Mikey Saber returns to Texas City broke, banned from the adult film industry, and out of options. He moves back in with his estranged wife Lexi and her mother and starts selling marijuana to fund his comeback. The film tracks a charming parasite who attaches himself to everyone within reach and drains them dry. Sean Baker builds the whole picture around a man who never stops performing and never once tells the truth. The real subject is American hustle culture and the people it leaves wrecked in its wake.
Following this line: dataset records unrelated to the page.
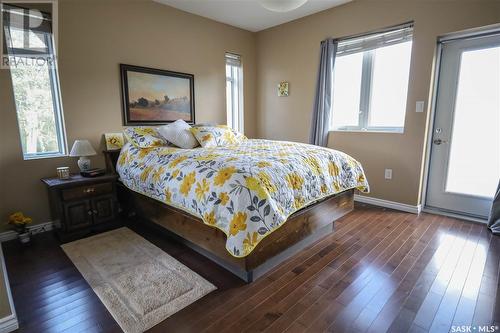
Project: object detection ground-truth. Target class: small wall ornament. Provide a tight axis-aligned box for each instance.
[278,81,289,97]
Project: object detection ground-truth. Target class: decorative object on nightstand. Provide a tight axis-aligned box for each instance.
[42,174,121,242]
[56,167,70,180]
[70,140,97,172]
[80,168,106,178]
[278,81,289,96]
[104,133,125,150]
[8,212,32,244]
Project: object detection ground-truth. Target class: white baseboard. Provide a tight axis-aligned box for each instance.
[0,221,55,243]
[0,247,17,333]
[0,314,18,333]
[422,207,487,224]
[354,194,421,214]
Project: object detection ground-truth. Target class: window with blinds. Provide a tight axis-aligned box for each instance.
[225,53,244,133]
[331,23,413,132]
[2,4,67,159]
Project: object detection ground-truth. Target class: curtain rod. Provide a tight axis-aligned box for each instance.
[325,21,414,44]
[439,23,500,43]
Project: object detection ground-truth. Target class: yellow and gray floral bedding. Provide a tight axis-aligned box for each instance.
[117,139,369,257]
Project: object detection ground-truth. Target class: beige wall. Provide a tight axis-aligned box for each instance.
[0,268,12,320]
[255,0,500,206]
[0,0,256,231]
[2,0,500,232]
[0,248,13,320]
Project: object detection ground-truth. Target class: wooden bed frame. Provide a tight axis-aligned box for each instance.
[104,150,354,282]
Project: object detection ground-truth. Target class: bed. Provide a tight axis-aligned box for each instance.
[106,138,368,282]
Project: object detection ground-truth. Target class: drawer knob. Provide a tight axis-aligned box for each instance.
[87,210,93,215]
[84,188,95,194]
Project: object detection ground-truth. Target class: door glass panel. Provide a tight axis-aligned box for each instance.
[445,46,500,198]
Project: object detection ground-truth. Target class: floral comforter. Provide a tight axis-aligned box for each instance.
[117,139,369,257]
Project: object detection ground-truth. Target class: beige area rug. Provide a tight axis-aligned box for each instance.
[62,227,216,333]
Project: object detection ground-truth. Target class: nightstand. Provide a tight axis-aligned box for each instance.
[42,174,121,242]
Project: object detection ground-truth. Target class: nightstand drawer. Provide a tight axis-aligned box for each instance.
[62,182,113,201]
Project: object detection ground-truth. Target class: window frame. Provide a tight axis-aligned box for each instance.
[4,6,67,160]
[225,53,244,134]
[331,24,413,134]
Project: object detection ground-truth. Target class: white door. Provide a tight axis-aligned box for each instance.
[426,33,500,219]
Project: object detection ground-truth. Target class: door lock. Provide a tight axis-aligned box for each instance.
[433,138,448,145]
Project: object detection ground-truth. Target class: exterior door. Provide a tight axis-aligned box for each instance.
[426,33,500,219]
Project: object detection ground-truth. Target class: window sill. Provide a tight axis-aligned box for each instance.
[23,153,67,161]
[330,128,404,134]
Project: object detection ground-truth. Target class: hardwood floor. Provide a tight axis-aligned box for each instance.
[3,203,499,333]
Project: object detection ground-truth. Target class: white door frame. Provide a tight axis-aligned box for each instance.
[420,23,500,223]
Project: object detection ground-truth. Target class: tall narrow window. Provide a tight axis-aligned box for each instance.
[225,53,244,133]
[331,23,413,132]
[2,4,66,159]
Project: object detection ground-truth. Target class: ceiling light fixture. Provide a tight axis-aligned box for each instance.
[259,0,308,12]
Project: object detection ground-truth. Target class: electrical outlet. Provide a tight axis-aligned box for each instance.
[384,169,393,180]
[416,101,425,113]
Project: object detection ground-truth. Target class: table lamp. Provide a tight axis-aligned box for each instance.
[70,140,97,172]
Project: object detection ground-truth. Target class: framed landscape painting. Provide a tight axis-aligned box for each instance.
[120,64,195,125]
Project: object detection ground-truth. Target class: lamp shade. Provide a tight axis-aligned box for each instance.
[69,140,97,157]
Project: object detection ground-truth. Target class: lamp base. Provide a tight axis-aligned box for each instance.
[77,157,92,172]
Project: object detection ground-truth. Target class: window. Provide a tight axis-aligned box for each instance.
[331,24,413,132]
[225,53,244,133]
[2,5,66,159]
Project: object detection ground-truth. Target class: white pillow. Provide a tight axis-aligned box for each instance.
[158,120,199,149]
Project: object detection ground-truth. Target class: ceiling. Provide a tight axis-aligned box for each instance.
[153,0,352,32]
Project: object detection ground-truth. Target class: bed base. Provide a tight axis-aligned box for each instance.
[119,185,354,282]
[105,148,355,282]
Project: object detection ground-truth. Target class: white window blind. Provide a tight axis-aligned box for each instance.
[225,53,244,133]
[336,23,413,56]
[225,52,241,67]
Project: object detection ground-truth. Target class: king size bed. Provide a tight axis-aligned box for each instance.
[105,131,368,282]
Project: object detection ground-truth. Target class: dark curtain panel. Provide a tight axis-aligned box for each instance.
[309,38,337,147]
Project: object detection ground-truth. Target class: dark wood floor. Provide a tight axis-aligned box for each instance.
[3,204,499,333]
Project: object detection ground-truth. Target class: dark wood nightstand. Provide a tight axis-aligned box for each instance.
[42,174,121,242]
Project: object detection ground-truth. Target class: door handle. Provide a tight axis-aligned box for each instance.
[433,138,448,145]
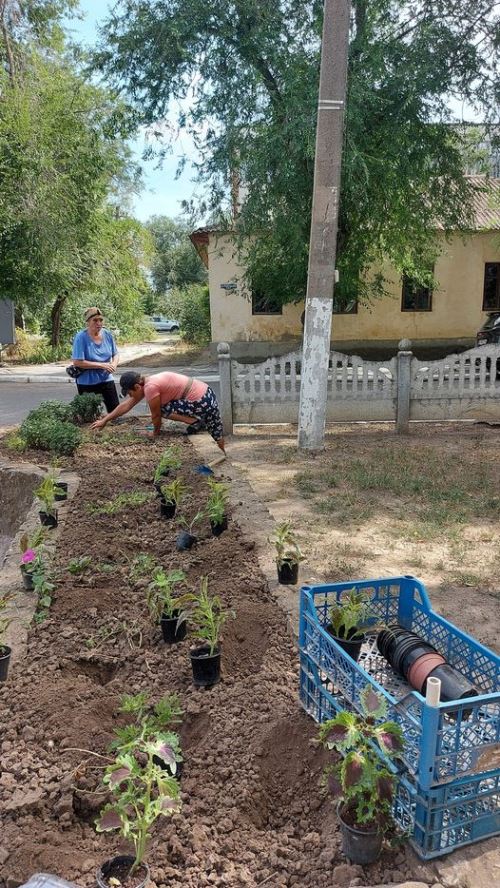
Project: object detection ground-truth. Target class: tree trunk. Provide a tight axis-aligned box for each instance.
[50,295,67,347]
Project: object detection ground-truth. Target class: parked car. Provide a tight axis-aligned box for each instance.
[149,315,180,333]
[476,312,500,346]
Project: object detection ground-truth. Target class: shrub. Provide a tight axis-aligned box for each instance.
[69,393,103,424]
[33,400,73,423]
[20,414,82,455]
[163,283,211,344]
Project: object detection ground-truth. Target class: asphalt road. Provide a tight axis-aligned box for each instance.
[0,379,221,427]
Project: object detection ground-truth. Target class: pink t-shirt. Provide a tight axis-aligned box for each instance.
[143,372,207,406]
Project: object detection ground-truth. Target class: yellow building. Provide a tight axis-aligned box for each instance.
[191,177,500,357]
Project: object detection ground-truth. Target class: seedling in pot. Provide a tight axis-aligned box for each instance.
[176,510,204,550]
[146,568,190,643]
[327,587,376,661]
[319,685,404,865]
[153,445,182,486]
[159,478,186,519]
[96,724,181,885]
[205,478,230,536]
[187,577,234,687]
[19,528,46,590]
[270,520,304,584]
[0,594,13,681]
[35,475,64,526]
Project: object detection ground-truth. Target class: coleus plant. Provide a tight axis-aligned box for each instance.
[109,692,183,775]
[328,587,373,641]
[97,724,181,870]
[319,685,404,831]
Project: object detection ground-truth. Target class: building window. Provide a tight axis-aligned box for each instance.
[483,263,500,311]
[251,289,282,315]
[401,274,433,312]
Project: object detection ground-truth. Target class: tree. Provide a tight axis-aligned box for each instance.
[146,215,206,294]
[95,0,500,305]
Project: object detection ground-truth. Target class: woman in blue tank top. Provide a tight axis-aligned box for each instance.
[71,307,119,413]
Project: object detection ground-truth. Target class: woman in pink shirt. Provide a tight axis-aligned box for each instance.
[91,370,225,452]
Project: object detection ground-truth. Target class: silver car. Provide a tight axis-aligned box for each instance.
[149,315,180,332]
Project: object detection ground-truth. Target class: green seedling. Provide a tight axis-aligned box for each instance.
[146,569,188,622]
[187,576,233,655]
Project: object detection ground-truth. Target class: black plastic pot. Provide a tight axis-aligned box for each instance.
[0,646,11,682]
[190,644,221,688]
[327,628,365,662]
[210,516,228,537]
[160,501,176,519]
[54,481,68,502]
[176,530,197,551]
[160,611,187,644]
[96,856,149,888]
[39,510,57,528]
[20,568,34,591]
[338,805,383,865]
[277,560,299,585]
[377,625,437,678]
[425,663,478,711]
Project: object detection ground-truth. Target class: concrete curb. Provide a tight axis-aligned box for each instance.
[0,375,73,384]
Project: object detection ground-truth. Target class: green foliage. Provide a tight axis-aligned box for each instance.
[162,283,211,345]
[154,445,183,483]
[97,730,181,868]
[319,686,404,830]
[205,478,229,525]
[188,576,233,655]
[328,588,373,641]
[270,520,303,568]
[69,393,103,425]
[97,0,498,305]
[67,556,93,575]
[146,569,188,621]
[88,491,155,516]
[146,216,207,293]
[34,475,64,516]
[160,479,186,508]
[128,553,157,583]
[20,412,83,455]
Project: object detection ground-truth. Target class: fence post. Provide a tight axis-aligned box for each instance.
[217,341,233,436]
[396,339,412,434]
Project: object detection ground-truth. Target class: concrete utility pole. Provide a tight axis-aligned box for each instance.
[297,0,351,450]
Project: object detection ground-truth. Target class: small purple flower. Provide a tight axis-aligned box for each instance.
[21,549,36,565]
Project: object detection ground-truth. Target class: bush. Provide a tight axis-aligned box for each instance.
[162,283,211,345]
[69,393,103,424]
[36,400,74,422]
[19,414,82,455]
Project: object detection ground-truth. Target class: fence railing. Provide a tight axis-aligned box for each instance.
[217,341,500,433]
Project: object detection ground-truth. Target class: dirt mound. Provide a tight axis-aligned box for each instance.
[0,432,417,888]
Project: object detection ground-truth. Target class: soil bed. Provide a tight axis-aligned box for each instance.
[0,429,417,888]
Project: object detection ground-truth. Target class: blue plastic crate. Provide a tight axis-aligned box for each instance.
[394,770,500,859]
[299,576,500,790]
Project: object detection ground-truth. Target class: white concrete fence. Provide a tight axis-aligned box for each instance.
[217,341,500,434]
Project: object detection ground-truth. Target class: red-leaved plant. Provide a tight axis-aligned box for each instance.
[96,732,181,872]
[319,685,404,831]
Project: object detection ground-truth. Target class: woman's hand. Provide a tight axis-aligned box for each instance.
[91,418,108,431]
[98,362,115,373]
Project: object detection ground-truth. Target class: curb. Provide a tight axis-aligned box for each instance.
[0,375,73,384]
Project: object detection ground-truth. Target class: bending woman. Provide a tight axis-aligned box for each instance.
[91,370,226,453]
[71,307,119,413]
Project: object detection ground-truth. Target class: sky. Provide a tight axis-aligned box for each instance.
[66,0,201,222]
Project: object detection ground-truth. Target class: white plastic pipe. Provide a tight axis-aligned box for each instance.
[426,675,441,706]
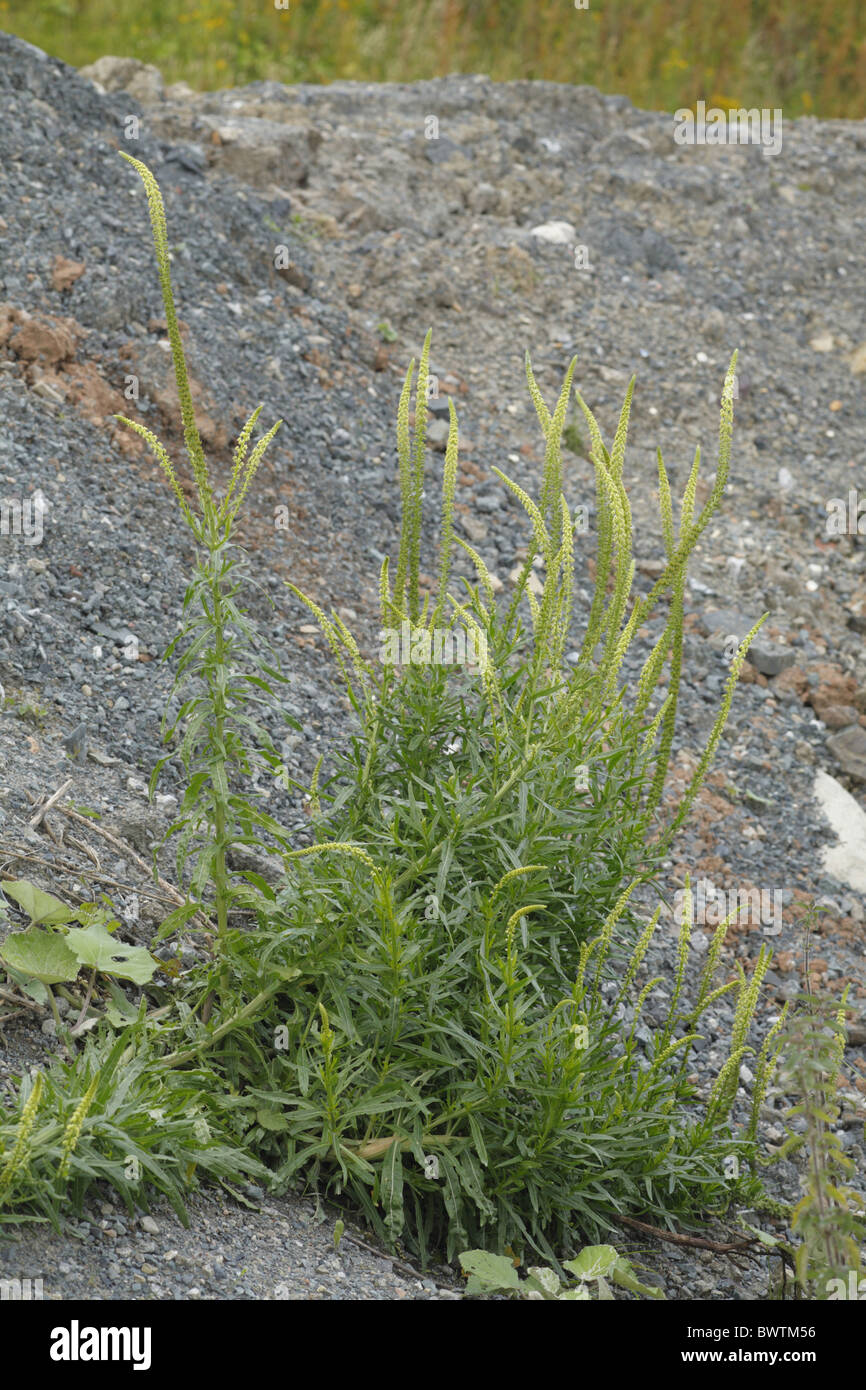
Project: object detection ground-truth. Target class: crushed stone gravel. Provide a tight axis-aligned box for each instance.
[1,34,865,1301]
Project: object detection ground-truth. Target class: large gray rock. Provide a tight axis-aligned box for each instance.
[78,56,165,104]
[200,117,320,189]
[700,607,757,639]
[826,725,866,782]
[746,639,797,678]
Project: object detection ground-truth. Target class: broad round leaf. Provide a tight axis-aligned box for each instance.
[2,879,74,926]
[458,1249,520,1294]
[64,921,158,984]
[0,925,80,984]
[563,1244,620,1281]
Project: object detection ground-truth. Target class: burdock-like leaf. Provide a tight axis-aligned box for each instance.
[65,920,158,985]
[0,926,80,984]
[458,1249,520,1295]
[563,1244,619,1280]
[2,879,74,926]
[610,1256,666,1300]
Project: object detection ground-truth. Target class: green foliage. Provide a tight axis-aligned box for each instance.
[459,1243,664,1299]
[114,155,297,998]
[6,1,863,117]
[2,880,75,927]
[0,1025,266,1228]
[210,855,769,1265]
[0,880,158,995]
[771,992,866,1299]
[185,340,774,1266]
[0,166,786,1277]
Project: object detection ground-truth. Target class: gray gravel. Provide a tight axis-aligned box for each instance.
[1,33,865,1300]
[0,1187,465,1301]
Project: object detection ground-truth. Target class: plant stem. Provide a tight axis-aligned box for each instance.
[157,980,293,1069]
[206,533,231,1001]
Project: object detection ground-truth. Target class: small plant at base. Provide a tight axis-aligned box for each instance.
[0,694,48,727]
[0,879,159,1034]
[762,905,866,1299]
[775,1000,865,1299]
[0,1027,266,1228]
[459,1244,664,1299]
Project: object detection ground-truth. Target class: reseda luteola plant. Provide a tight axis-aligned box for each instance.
[774,992,865,1297]
[288,326,767,897]
[0,161,786,1270]
[747,905,866,1299]
[245,329,782,1260]
[114,154,293,1001]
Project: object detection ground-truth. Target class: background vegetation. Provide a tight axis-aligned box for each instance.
[3,0,865,119]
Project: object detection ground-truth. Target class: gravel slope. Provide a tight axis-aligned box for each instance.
[1,33,865,1301]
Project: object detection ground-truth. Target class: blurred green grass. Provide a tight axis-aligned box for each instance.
[3,0,866,117]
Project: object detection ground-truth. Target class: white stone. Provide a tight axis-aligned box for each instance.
[814,769,866,893]
[509,566,544,595]
[809,332,834,353]
[529,221,576,245]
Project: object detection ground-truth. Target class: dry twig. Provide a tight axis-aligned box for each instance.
[617,1214,758,1254]
[28,779,73,829]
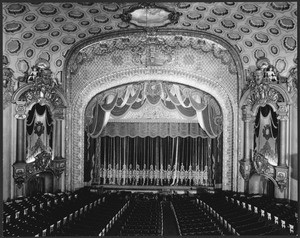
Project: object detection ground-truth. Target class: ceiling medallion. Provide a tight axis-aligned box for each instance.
[120,3,181,29]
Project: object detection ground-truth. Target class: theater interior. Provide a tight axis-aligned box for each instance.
[2,2,298,236]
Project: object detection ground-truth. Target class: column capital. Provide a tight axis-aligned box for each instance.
[15,101,27,119]
[52,107,65,120]
[277,102,289,120]
[242,105,254,122]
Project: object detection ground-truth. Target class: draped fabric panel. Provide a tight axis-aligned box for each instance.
[254,105,278,166]
[85,81,223,139]
[86,135,222,186]
[26,104,53,163]
[100,122,208,138]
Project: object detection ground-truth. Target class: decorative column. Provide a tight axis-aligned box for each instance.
[12,101,27,198]
[275,102,289,198]
[51,107,66,192]
[239,105,254,193]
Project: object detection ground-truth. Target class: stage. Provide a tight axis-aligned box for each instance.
[89,184,216,194]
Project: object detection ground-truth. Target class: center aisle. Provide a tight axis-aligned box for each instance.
[162,201,180,236]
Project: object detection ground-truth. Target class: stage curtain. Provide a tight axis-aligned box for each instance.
[86,135,222,187]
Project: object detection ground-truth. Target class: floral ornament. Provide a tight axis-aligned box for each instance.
[262,125,272,140]
[34,121,45,137]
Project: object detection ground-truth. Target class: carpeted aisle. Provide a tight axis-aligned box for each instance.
[162,201,180,236]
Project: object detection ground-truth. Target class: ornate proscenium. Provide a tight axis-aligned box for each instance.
[120,3,181,29]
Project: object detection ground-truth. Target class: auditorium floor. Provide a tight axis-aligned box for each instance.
[162,201,180,236]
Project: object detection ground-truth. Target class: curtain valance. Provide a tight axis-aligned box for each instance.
[85,81,223,139]
[100,122,208,138]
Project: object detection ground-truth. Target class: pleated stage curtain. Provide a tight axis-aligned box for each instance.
[85,134,223,187]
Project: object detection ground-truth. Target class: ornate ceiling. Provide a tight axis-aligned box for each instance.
[3,2,297,81]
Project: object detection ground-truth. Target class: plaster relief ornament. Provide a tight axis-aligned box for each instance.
[131,36,175,67]
[120,3,180,28]
[17,58,65,109]
[245,57,281,106]
[286,57,297,93]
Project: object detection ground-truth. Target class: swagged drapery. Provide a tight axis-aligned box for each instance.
[254,105,278,166]
[85,81,223,138]
[26,104,53,163]
[84,81,223,186]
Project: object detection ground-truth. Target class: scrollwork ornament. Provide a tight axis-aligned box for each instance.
[13,163,26,189]
[252,151,275,177]
[275,167,288,192]
[239,159,251,181]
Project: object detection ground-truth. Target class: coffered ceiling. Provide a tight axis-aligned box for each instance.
[3,2,297,79]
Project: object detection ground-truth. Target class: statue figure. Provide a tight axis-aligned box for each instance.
[254,69,265,85]
[166,164,172,185]
[149,165,154,185]
[28,66,40,83]
[265,65,278,83]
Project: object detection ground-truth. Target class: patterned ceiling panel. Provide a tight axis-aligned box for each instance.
[2,2,297,80]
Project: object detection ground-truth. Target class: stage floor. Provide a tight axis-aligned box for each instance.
[90,184,214,194]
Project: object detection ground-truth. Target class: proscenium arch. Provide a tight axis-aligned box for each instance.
[66,71,235,191]
[63,29,245,192]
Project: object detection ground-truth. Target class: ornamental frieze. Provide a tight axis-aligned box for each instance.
[69,33,237,78]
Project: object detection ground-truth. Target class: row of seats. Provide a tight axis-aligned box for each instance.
[223,191,297,233]
[60,192,129,236]
[3,189,104,236]
[171,195,224,236]
[198,192,292,236]
[119,195,163,236]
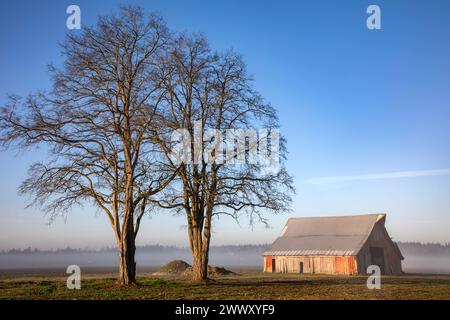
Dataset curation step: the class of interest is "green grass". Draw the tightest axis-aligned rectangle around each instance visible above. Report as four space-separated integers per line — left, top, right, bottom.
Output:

Simon Rex plays Mikey as a motormouth con artist who treats every conversation as a sales pitch. He is magnetic and exhausting in equal measure, and Rex never softens the rot underneath the charm. Suzanna Son plays Strawberry, the teenager behind the donut shop counter, with a wide-open innocence that makes Mikey’s predation sicker by the scene. Bree Elrod plays Lexi with hard-won exhaustion and a thousand-yard stare that says she has heard every one of Mikey’s promises before. Brenda Deiss plays Lexi’s mother Lil as a tired enabler who lets the chaos in because she needs the rent.
Baker and co-writer Chris Bergoch shoot the film in sun-blasted 16mm that turns the refinery skyline into a constant backdrop of smokestacks and chemical haze. The grain and the heat make Texas City feel like a place the rest of the country forgot. Baker cuts to NSYNC’s “Bye Bye Bye” at key moments and lets the bubblegum pop curdle into menace. The handheld camera stays loose and close, and Baker fills the frame with nonprofessional actors whose faces carry real weather. The production never glamorizes the poverty and never condescends to it either.
This is a film about a man who mistakes appetite for ambition and leaves a trail of damage behind every smile. Mikey believes his own pitch, and that self-delusion is the engine of the whole story. Baker refuses to redeem him and refuses to fully condemn him, which is harder and more honest. The film holds you inside Mikey’s orbit long enough to feel the pull of the charm and the dread of where it leads. It is a portrait of a predator who thinks he is the hero of his own comeback.